Drone home: NAASIC builds industry partnerships in new Nevada Innovation Center

Autonomous aerial vehicles

Unmanned aerial vehicle research in the state of Nevada has been cleared for takeoff.

Last December, Nevada was named one of only six UAV test sites in the United States by the Federal Aviation Administration, and the University of Nevada, Reno was awarded $3 million from the state's newly created Knowledge Fund to start the Nevada Advanced Autonomous Systems Innovation Center, or NAASIC.

"The vision for this initiative is to partner with the private sector to support innovation for advanced autonomous and manufacturing systems," said Manos Maragakis, dean of the College of Engineering. "This is a collaboration between our colleges and with the business community that will stimulate economic development."
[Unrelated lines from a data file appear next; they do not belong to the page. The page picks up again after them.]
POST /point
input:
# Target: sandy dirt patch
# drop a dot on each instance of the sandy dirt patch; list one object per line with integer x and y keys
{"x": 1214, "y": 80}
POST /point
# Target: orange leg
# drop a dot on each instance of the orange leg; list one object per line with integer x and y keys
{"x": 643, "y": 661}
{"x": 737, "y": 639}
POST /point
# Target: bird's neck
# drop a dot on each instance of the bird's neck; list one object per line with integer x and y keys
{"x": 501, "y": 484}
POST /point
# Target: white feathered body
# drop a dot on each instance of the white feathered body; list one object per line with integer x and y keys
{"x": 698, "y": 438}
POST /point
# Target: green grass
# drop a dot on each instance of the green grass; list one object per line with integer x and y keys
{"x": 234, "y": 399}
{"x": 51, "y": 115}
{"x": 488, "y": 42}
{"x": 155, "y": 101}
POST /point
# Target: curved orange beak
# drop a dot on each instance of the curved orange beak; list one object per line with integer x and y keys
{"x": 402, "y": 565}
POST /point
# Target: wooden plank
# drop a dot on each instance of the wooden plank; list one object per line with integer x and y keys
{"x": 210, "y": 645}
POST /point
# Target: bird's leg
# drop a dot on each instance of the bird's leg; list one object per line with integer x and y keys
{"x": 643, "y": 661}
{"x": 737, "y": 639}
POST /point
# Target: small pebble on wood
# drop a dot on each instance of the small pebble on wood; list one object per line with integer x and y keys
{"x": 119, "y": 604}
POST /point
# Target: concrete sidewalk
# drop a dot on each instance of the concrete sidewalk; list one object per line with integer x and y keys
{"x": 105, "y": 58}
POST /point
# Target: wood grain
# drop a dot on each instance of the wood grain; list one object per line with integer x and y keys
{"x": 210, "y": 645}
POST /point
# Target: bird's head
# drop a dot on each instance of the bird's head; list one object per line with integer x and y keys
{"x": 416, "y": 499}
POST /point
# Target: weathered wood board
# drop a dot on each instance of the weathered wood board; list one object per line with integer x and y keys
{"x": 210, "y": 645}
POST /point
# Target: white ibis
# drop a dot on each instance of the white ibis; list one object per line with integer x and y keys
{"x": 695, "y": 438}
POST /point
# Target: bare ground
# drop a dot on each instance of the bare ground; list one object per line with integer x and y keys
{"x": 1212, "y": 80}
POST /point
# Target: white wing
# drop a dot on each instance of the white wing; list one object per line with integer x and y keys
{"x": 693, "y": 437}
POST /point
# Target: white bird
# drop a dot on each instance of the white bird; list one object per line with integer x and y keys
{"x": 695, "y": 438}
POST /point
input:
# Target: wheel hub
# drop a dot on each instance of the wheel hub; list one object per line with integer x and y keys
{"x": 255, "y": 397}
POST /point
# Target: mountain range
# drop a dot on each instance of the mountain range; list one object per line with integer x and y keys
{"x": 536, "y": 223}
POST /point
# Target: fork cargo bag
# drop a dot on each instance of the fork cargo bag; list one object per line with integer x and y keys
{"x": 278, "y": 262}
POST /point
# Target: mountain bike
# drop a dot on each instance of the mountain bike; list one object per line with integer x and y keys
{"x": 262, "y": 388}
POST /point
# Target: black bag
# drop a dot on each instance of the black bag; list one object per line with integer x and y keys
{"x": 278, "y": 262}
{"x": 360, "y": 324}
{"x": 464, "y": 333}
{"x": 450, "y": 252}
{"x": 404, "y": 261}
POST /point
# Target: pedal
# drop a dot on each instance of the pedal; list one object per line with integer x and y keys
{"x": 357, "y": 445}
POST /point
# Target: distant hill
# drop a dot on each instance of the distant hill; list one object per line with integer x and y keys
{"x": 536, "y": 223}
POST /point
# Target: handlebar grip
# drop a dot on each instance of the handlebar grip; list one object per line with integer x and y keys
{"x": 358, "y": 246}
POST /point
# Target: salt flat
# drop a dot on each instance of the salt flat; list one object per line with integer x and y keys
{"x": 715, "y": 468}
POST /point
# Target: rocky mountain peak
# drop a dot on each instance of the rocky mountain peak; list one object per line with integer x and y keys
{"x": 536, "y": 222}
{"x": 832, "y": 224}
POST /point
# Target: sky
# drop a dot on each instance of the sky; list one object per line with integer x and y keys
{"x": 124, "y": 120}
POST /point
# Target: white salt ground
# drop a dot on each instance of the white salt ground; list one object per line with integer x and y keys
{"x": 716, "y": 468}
NAASIC is a partnership led by the University that involves state government, regional agencies, private industry, and K-12 and higher education programs. The partnership aims to spur innovation and enhance Nevada's workforce.

"This has tremendous potential to become a hub of technology that will benefit the entire state," Maragakis said. "This is a true systemic approach to economic development. A number of agencies and organizations we already work with are coming together to generate a new level of engagement. At the heart of this is autonomous systems — whether aerial, land-based or manufacturing-based robotics."

NAASIC will be based at the new University of Nevada, Reno Innovation Center in downtown Reno and will focus on relatively mature technologies with strong commercialization potential. The downtown location will be a launch pad for gatherings of industry representatives where they can meet faculty and develop partnerships for research and development. It will also be a site for undergraduate senior capstone projects and provide space for students, faculty and businesses to innovate, design and develop autonomous systems.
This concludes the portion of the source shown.